EU lawmakers cleared the trade and cooperation agreement (TCA) by 660 votes to five, with 32 abstentions, the parliament announced on Wednesday, a day after the vote.
Parliament’s consent brings to an end over four years of acrimonious negotiations and debate as Britain ended 47 years of EU membership, but mistrust lingers.
European Commission president Ursula von der Leyen said she warmly welcomed the vote.
“The TCA marks the foundation of a strong and close partnership with the UK. Faithful implementation is essential,” she said in a tweet.
British Prime Minister Boris Johnson said this week was the final step in a long journey, providing stability to Britain’s new relationship with the EU.
“Now is the time to look forward to the future and to building a more global Britain,” he said in a statement.

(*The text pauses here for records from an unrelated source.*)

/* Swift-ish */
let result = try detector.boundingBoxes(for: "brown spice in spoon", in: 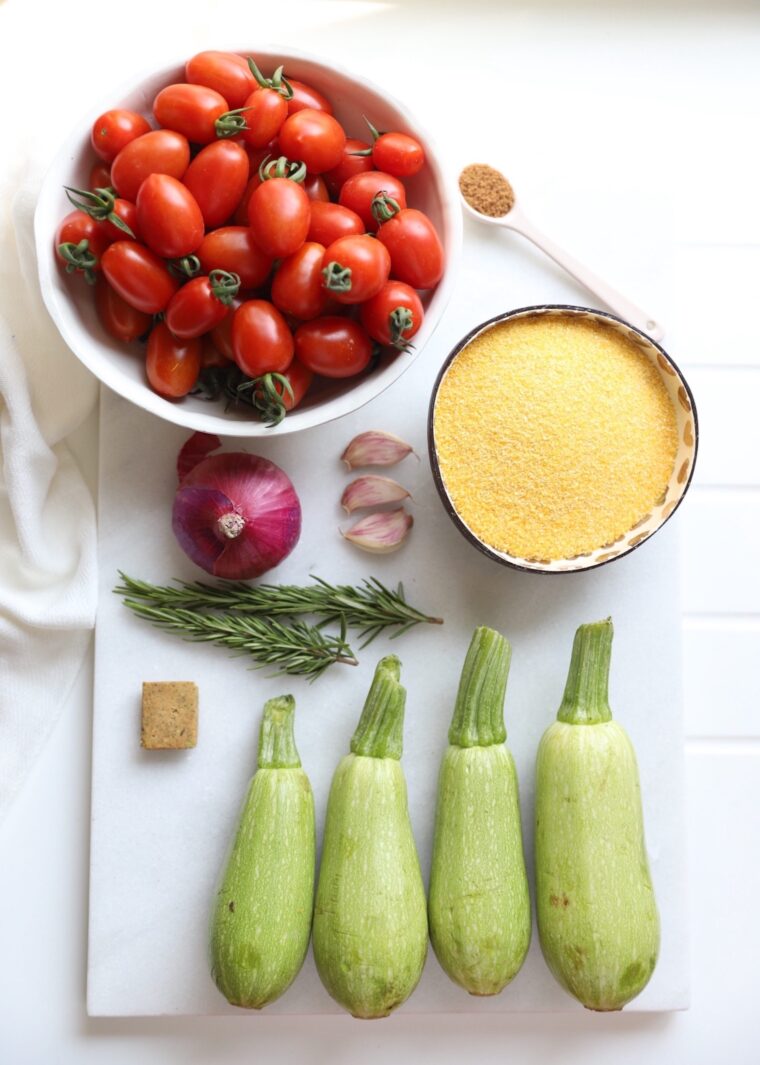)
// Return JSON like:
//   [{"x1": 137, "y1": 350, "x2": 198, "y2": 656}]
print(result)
[{"x1": 459, "y1": 163, "x2": 514, "y2": 218}]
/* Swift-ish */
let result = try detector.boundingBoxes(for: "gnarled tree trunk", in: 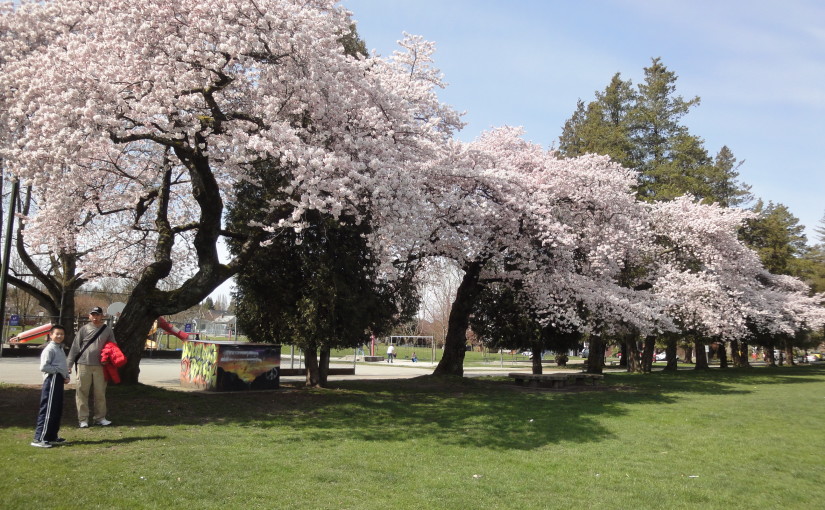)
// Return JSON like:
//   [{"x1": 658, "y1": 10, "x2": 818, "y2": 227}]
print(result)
[
  {"x1": 693, "y1": 340, "x2": 710, "y2": 370},
  {"x1": 717, "y1": 340, "x2": 728, "y2": 368},
  {"x1": 433, "y1": 261, "x2": 484, "y2": 376},
  {"x1": 665, "y1": 335, "x2": 679, "y2": 372},
  {"x1": 530, "y1": 342, "x2": 544, "y2": 374},
  {"x1": 586, "y1": 335, "x2": 604, "y2": 374},
  {"x1": 641, "y1": 336, "x2": 656, "y2": 374}
]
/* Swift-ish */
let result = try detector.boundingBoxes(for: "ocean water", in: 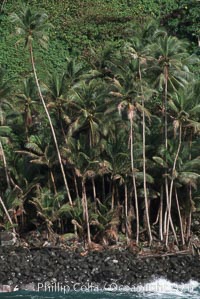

The lawmakers also voted massively in favour of an accompanying resolution in which they describe Brexit as a “historic mistake”.
The text talked of the trade deal’s limited scope, with opportunities for Britain’s largely service-based economy “vastly reduced”.
Lawmakers condemned Britain’s unilateral change in trading arrangements in Northern Ireland and urged the Commission to press on with its legal action.
They also warned the European Union to be vigilant about British action on taxation, money-laundering and access for EU fishing boats to its waters.
Britain left the EU at the end of January 2020, but remained in the EU single market until the start of 2021. The deal struck in December ensures zero tariffs and quotas, but adds new checks and paperwork that hinder trade.
British exports to the EU fell by 47% in January-February and imports by 20%, far more than the declines for any other EU trading partner.
EU lawmakers see the trade deal, including potential sanctions such as closing market access, as a tool to keep Britain in check.
Christophe Hansen, one of the lawmakers in charge of the file, said the vote should be seen more as an insurance policy.
“Ratification of the agreement is not a vote of blind confidence in the UK government’s intention to implement our agreements in good faith,” he said.